Speaking at a news conference in Beijing, Ministry of Foreign Affairs spokesperson Wang Wenbin said the claims were being made by “certain people with ulterior motives.”
“Helping people of all ethnic groups achieve stable employment is completely different from forced labor,” Wang added.
Hundreds of thousands of members of the Uighur and Kazakh Muslim minorities in Xinjiang have been detained in camps where they are forced to denounce Islam and profess loyalty to the party.
Earlier this year, monitoring groups and eyewitnesses said Uighurs had been summoned from abroad and across China and sent into detention and indoctrination centers.
The roughly 10 million Uighurs make up a tiny proportion of China’s almost 1.4 billion people and there has never been an insurgency that could challenge the central government’s overwhelming might.
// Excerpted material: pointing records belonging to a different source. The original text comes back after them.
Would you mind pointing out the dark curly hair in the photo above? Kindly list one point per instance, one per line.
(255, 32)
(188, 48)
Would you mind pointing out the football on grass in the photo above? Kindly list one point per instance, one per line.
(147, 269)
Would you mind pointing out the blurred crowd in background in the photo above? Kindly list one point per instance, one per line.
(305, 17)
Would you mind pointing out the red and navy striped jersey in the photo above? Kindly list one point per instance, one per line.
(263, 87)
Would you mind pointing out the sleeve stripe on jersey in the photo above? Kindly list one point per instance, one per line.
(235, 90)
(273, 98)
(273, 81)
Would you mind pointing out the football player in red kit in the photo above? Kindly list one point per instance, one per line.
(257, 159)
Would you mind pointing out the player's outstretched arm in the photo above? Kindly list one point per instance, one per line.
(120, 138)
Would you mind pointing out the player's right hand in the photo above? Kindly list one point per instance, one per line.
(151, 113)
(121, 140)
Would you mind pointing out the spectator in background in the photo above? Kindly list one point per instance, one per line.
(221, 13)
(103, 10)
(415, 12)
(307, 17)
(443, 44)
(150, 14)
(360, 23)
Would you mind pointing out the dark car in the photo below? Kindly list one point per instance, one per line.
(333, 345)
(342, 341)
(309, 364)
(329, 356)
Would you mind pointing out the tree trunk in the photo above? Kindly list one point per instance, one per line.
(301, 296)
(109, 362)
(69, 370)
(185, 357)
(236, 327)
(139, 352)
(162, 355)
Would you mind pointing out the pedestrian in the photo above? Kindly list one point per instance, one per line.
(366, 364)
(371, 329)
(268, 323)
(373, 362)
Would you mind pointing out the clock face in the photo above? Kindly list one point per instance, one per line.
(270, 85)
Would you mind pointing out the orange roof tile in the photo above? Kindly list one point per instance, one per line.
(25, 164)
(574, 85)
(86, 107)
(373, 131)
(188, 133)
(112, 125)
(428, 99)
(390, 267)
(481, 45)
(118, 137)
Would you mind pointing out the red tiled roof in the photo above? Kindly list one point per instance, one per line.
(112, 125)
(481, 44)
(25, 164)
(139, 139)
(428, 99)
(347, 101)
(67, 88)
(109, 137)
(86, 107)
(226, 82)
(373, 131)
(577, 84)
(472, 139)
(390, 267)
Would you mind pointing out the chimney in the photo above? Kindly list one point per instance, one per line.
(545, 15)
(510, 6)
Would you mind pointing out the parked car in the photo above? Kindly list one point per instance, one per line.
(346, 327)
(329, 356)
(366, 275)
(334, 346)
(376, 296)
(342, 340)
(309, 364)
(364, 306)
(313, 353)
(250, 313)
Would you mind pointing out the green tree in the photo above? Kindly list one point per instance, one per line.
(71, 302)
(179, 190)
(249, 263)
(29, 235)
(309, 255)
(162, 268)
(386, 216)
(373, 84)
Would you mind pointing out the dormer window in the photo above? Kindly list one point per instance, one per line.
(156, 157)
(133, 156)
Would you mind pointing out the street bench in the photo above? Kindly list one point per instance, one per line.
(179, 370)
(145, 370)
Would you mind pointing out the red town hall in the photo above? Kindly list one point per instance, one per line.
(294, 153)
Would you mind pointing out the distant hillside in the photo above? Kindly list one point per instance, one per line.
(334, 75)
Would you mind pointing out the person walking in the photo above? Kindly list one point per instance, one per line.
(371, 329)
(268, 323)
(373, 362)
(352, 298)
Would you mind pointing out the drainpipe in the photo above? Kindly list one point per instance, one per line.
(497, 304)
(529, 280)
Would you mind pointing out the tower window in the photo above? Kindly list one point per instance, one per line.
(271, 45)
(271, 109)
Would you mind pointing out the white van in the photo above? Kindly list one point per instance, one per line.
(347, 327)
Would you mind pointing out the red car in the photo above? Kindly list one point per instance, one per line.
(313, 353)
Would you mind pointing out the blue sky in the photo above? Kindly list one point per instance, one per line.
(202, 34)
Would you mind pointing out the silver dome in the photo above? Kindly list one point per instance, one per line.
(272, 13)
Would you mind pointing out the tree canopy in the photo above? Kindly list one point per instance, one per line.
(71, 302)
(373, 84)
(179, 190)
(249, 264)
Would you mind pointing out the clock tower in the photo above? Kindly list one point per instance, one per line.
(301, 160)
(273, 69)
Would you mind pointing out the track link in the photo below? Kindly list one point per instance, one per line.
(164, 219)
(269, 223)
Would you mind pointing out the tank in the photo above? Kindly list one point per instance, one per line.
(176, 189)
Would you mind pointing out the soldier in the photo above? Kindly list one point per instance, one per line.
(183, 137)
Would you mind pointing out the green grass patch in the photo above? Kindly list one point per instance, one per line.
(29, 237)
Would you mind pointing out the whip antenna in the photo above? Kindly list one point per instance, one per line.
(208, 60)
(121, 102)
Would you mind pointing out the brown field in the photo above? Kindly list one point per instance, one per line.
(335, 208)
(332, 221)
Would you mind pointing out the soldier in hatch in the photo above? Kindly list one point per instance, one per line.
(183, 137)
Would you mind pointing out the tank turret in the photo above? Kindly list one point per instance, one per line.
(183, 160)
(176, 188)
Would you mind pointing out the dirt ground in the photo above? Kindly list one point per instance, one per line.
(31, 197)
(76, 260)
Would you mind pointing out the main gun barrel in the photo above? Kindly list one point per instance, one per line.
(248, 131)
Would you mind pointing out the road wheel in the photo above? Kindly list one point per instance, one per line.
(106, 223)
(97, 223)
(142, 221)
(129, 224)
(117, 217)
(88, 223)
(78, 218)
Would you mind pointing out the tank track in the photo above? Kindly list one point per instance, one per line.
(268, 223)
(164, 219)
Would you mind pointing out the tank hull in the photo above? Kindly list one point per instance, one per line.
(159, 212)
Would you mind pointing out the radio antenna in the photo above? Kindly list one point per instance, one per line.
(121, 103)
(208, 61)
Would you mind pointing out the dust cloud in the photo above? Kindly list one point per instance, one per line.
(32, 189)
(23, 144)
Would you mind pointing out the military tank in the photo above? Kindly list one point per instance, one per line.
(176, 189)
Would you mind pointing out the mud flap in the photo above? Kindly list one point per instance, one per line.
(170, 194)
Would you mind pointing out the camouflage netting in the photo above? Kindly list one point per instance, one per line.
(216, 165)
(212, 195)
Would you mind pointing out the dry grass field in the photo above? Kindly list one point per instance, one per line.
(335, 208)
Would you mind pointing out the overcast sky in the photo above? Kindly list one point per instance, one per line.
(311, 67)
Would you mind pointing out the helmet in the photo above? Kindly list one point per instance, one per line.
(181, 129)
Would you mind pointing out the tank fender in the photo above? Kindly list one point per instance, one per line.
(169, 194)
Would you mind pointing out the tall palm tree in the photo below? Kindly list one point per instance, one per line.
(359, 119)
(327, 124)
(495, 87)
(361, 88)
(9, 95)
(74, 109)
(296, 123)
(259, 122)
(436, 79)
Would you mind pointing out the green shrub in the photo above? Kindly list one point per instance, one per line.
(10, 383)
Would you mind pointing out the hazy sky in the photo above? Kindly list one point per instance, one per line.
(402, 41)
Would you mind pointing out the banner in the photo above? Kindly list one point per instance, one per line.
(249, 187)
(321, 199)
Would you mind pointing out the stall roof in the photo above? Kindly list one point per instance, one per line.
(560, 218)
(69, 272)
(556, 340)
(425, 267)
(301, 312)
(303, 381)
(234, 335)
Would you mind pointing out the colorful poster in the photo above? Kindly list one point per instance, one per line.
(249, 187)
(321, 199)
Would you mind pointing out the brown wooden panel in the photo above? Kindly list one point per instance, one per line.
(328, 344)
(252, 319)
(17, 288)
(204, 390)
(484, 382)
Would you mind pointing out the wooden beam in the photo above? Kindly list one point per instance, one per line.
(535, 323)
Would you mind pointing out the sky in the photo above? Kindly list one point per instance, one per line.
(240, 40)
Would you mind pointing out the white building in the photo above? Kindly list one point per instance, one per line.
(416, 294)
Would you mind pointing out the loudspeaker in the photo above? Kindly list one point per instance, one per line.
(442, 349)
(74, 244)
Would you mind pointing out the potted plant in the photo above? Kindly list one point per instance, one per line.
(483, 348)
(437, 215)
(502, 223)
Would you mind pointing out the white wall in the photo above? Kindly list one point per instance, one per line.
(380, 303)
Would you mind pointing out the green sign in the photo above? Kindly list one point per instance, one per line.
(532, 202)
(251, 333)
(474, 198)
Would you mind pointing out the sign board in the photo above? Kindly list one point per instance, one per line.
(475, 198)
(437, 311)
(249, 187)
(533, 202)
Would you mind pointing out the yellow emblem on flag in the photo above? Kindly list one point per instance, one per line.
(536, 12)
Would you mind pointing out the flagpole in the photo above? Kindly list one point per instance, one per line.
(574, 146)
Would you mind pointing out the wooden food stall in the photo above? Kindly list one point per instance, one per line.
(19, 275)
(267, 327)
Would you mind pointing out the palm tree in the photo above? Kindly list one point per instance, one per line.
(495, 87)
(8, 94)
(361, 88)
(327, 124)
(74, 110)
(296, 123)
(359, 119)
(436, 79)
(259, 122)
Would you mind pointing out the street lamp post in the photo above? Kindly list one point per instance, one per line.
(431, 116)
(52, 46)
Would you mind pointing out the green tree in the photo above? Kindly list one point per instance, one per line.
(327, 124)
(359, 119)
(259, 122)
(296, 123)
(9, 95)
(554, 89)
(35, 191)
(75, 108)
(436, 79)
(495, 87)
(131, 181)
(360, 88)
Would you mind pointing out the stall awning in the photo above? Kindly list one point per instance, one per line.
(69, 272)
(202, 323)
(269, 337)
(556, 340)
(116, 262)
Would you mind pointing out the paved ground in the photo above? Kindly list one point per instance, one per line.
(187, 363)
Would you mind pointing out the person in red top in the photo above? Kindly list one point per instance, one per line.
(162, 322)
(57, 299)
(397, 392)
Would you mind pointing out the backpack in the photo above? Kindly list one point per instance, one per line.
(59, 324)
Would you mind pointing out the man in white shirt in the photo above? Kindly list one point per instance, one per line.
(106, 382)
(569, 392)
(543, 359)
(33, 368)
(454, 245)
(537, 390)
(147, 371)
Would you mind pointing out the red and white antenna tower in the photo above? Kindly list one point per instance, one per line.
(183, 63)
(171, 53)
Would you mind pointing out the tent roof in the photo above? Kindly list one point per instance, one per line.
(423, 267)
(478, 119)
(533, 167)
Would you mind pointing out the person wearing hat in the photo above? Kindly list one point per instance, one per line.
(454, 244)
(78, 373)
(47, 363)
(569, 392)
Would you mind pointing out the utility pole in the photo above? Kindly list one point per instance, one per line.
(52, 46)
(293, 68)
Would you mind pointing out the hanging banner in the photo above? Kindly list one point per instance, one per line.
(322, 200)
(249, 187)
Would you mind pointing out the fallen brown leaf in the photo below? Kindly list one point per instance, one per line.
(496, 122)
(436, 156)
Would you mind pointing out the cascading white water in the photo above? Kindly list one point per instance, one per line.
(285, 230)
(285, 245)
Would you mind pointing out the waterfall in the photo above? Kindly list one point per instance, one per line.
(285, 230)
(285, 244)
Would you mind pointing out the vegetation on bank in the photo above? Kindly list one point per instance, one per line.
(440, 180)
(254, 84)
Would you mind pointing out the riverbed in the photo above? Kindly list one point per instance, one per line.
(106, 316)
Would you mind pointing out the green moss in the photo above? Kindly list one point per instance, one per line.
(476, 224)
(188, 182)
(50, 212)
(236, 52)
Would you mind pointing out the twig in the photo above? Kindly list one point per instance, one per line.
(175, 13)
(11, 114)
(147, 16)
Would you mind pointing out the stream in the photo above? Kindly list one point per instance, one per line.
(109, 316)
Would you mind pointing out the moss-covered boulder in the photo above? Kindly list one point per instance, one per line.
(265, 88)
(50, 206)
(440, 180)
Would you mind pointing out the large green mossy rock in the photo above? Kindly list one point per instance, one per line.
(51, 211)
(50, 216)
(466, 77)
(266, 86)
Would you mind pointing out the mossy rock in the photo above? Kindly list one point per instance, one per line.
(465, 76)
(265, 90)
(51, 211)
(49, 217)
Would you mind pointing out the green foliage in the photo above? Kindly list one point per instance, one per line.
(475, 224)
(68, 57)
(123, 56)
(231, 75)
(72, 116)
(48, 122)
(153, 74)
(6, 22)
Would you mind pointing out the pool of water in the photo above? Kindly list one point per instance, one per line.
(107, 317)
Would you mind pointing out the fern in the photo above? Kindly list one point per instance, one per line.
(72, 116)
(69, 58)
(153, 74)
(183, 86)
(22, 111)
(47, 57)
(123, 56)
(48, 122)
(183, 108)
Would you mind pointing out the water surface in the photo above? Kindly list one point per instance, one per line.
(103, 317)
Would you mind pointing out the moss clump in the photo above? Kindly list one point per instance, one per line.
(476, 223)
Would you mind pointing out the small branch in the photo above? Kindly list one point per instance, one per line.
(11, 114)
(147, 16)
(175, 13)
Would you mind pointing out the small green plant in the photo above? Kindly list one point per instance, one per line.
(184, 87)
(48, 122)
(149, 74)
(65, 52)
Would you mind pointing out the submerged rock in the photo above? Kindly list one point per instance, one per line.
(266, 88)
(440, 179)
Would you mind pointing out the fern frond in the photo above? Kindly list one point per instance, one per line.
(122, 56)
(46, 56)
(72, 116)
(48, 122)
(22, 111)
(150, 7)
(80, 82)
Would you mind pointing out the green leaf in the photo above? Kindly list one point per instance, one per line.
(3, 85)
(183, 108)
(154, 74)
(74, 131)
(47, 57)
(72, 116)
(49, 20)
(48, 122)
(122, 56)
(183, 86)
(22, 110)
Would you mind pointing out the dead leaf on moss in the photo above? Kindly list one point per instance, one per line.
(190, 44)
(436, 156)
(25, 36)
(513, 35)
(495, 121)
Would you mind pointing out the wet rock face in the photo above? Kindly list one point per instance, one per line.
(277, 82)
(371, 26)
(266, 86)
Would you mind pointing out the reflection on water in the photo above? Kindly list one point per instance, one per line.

Also during the news conference Wang defended its research partnership in developing a COVID-19 vaccine with Brazilian authorities after the South American country’s health authority said China’s human trial programs weren’t transparent enough.
The spokesperson also accused the United Kingdom of “interfering in Hong Kong’s affairs under the guise of so-called democracy and freedom and undermining the rule of law in Hong Kong” after British politicians criticized Chinese policy there.